Many financial analysts and economists eagerly await the press releases for the reports on the home price index and consumer confidence index. What would be the effects of a negative report on both of these? What about a positive report?

How would a dramatic increase in the value of the stock market shift the AD curve? What effect would the shift have on the equilibrium level of GDP and the price level?

On a microeconomic demand curve, a decrease in price causes an increase in quantity demanded because the product in question is now relatively less expensive than substitute products. Explain why aggregate demand does not increase for the same reason in response to a decrease in the aggregate price level. In other words, what causes total spending to increase if it is not because goods are now cheaper?

How is cyclical unemployment illustrated in an AD/AS model?

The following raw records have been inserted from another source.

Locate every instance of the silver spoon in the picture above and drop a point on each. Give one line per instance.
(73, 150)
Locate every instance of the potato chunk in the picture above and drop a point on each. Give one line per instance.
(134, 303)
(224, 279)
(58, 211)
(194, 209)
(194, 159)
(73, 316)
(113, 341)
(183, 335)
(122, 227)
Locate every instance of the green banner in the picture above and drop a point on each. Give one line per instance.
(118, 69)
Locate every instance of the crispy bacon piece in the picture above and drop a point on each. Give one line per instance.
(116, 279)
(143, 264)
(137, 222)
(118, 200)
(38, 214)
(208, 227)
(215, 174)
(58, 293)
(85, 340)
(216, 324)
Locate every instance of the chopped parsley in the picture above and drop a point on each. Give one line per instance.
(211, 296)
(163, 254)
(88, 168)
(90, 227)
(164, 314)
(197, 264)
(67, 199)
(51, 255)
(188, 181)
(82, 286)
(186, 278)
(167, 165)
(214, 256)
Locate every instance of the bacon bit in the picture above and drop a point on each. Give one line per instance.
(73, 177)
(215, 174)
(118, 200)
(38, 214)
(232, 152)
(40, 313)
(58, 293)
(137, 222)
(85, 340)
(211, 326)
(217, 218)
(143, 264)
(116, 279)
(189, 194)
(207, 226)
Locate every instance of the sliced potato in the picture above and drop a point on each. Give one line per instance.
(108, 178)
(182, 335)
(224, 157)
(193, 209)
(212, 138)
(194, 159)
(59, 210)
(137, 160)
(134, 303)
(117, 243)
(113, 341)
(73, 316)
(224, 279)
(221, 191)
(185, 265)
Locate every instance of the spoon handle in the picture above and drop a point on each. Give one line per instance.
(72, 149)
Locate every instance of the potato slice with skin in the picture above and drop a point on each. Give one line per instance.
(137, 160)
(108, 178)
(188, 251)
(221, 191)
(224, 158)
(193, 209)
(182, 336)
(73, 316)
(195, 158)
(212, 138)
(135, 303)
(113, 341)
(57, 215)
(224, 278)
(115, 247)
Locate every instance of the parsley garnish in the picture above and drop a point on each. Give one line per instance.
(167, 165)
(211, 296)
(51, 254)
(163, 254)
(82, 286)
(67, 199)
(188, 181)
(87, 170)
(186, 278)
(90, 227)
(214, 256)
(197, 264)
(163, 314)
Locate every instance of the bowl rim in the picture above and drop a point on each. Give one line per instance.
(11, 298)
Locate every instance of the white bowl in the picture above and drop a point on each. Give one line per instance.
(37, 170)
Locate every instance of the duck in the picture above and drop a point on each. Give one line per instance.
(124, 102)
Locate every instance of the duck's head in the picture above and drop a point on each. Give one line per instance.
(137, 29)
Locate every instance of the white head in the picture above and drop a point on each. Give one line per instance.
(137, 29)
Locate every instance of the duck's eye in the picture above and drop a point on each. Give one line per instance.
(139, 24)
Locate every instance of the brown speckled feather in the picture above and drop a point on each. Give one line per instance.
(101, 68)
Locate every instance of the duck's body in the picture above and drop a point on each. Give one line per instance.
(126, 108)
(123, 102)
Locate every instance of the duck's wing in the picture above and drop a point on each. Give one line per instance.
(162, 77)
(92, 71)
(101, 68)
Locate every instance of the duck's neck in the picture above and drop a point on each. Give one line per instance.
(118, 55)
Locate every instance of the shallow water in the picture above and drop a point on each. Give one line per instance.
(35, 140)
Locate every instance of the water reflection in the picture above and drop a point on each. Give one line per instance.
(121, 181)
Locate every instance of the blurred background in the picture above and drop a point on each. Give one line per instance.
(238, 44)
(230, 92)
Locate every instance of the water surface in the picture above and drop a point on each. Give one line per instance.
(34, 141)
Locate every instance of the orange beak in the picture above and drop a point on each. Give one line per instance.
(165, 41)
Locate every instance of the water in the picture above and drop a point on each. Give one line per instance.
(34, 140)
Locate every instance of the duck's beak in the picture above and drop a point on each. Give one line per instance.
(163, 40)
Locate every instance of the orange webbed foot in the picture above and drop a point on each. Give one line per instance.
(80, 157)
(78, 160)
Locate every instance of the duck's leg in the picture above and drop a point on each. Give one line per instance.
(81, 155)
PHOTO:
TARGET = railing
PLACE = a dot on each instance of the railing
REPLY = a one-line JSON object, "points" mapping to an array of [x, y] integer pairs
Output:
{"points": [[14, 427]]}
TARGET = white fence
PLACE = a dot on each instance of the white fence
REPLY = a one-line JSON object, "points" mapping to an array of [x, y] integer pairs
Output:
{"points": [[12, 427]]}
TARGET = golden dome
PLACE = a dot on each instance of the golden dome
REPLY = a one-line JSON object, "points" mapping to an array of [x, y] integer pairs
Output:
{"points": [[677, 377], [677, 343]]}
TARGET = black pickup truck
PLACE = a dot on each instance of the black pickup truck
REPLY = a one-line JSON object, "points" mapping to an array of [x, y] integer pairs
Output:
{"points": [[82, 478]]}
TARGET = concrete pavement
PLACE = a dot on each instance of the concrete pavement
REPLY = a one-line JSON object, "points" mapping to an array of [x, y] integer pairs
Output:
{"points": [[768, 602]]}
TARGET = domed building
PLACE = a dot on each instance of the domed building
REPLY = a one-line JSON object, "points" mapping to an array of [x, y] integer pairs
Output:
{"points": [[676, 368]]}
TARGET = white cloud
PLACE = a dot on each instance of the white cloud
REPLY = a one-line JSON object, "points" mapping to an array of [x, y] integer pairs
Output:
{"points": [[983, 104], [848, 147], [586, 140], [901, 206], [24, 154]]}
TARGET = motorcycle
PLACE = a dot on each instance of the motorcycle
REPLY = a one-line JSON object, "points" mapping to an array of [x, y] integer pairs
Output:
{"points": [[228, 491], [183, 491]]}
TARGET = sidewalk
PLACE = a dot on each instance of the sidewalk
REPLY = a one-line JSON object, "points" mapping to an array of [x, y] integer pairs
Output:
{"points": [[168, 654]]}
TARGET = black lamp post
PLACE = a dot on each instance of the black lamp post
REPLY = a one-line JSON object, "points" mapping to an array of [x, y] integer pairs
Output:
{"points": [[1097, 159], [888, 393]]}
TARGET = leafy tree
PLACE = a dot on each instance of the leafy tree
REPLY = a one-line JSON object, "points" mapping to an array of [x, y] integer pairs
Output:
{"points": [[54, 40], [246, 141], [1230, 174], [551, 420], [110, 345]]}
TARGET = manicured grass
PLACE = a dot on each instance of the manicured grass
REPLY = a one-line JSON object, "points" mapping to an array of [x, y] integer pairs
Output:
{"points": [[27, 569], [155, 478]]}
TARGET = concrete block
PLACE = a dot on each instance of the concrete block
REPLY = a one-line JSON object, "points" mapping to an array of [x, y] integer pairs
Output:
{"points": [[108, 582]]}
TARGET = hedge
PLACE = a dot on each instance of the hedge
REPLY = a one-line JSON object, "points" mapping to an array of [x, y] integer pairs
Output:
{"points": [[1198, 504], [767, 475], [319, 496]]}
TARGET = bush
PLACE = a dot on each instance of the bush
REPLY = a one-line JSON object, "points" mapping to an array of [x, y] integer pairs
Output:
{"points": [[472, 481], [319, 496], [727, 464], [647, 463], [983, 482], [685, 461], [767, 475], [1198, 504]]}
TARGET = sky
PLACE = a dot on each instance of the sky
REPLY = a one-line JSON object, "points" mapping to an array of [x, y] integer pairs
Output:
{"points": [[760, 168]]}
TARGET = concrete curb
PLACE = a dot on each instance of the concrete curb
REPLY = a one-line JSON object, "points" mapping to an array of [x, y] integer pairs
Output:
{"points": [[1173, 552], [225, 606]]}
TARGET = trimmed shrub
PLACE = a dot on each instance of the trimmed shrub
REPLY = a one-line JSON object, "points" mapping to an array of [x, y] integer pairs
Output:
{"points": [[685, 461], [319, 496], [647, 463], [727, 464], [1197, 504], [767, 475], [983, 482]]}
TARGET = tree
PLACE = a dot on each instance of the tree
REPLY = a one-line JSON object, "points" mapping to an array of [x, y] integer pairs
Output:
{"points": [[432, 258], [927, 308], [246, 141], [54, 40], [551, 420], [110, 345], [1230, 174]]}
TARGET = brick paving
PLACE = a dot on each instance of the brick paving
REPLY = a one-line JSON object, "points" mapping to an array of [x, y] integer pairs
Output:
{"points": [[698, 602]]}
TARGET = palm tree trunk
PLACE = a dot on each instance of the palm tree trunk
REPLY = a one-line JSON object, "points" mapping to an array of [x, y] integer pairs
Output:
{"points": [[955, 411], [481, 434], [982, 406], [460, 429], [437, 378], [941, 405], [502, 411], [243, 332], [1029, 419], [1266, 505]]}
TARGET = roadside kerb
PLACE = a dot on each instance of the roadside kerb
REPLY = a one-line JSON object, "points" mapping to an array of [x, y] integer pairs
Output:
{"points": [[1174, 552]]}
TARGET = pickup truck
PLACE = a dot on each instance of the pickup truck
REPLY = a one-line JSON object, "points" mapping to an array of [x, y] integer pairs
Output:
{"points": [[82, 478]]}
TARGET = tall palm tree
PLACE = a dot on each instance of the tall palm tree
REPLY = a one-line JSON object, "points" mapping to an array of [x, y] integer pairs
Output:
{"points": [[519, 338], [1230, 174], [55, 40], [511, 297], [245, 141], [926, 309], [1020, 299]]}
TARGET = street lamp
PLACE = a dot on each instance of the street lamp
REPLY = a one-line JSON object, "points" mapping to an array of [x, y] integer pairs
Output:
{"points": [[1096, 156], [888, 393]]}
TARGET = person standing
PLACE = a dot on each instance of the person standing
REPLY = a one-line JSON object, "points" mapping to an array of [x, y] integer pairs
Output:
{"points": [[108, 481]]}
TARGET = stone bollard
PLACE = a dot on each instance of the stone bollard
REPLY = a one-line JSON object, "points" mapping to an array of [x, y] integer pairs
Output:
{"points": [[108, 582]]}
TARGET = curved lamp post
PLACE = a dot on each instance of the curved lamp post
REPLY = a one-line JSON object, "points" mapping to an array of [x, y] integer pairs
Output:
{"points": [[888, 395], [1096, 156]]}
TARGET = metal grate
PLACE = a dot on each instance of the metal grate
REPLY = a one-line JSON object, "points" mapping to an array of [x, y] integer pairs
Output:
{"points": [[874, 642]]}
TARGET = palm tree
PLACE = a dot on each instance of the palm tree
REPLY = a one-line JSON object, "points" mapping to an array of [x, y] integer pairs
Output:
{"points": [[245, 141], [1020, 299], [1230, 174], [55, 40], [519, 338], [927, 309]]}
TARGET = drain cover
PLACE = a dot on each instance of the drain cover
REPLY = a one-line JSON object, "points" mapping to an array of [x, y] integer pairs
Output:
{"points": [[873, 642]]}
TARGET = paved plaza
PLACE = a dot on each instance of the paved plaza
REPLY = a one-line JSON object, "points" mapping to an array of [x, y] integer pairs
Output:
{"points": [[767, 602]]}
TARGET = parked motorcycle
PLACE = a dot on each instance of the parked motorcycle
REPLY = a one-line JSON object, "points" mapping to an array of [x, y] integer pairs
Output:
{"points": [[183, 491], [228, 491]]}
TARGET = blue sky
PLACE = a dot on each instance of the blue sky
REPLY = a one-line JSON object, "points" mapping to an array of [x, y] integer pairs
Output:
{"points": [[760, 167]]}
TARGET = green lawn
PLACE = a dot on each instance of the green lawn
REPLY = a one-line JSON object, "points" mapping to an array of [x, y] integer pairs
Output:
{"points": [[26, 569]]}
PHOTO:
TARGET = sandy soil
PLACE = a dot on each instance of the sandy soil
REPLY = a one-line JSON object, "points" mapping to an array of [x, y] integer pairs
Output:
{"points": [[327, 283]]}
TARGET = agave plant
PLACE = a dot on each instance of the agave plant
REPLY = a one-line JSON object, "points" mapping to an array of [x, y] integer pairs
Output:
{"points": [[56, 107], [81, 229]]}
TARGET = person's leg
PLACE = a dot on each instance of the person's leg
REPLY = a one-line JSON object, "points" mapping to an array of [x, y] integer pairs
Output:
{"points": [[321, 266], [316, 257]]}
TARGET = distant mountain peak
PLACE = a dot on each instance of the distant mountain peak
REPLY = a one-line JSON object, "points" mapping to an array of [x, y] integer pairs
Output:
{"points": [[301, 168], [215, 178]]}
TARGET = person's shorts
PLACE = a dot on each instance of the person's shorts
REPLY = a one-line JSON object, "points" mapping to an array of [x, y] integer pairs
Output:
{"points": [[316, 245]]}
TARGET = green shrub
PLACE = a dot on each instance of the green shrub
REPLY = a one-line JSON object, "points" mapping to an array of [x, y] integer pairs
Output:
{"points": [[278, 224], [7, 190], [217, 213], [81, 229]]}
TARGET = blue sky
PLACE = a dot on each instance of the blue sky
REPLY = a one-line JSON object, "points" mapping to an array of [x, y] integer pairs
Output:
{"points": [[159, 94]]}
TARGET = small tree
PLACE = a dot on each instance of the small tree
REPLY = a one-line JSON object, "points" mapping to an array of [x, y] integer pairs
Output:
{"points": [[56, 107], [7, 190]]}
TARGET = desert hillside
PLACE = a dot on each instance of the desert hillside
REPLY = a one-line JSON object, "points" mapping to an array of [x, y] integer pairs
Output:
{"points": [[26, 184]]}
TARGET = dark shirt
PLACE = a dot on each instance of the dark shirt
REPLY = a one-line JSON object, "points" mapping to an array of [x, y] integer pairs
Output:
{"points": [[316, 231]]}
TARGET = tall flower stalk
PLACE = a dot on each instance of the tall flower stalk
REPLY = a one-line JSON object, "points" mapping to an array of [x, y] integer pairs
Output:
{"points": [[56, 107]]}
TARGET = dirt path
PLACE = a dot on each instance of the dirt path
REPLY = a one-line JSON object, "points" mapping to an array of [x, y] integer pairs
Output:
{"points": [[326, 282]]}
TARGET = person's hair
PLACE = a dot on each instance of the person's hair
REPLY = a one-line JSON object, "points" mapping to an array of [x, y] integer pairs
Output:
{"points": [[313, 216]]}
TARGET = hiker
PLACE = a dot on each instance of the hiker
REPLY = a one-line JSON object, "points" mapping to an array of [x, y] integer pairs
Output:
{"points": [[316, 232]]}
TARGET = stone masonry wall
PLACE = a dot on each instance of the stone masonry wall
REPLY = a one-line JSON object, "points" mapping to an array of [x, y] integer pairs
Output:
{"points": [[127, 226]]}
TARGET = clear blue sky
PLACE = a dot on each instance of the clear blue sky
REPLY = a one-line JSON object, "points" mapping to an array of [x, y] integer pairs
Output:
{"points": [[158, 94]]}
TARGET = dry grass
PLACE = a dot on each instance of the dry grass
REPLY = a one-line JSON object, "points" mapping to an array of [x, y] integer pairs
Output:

The imaginary country of Harris Island has the aggregate supply and aggregate demand curves as Table 10.3 shows. \begin{equation}\begin{array}{c|c|c}\hline \text { Price Level } & \text { AD } & \text { AS } \\\\\hline 100 & 700 & 200 \\\\\hline 120 & 600 & 325 \\\\\hline 140 & 500 & 500 \\\\\hline 160 & 400 & 570 \\\\\hline 180 & 300 & 620 \\\\\hline\end{array}\end{equation} a. Plot the AD/AS diagram. Identify the equilibrium. b. Would you expect unemployment in this economy to be relatively high or low? c. Would you expect concern about inflation in this economy to be relatively high or low? d. Imagine that consumers begin to lose confidence about the state of the economy, and so AD becomes lower by 275 at every price level. Identify the new aggregate equilibrium. e. How will the shift in AD affect the original output, price level, and employment?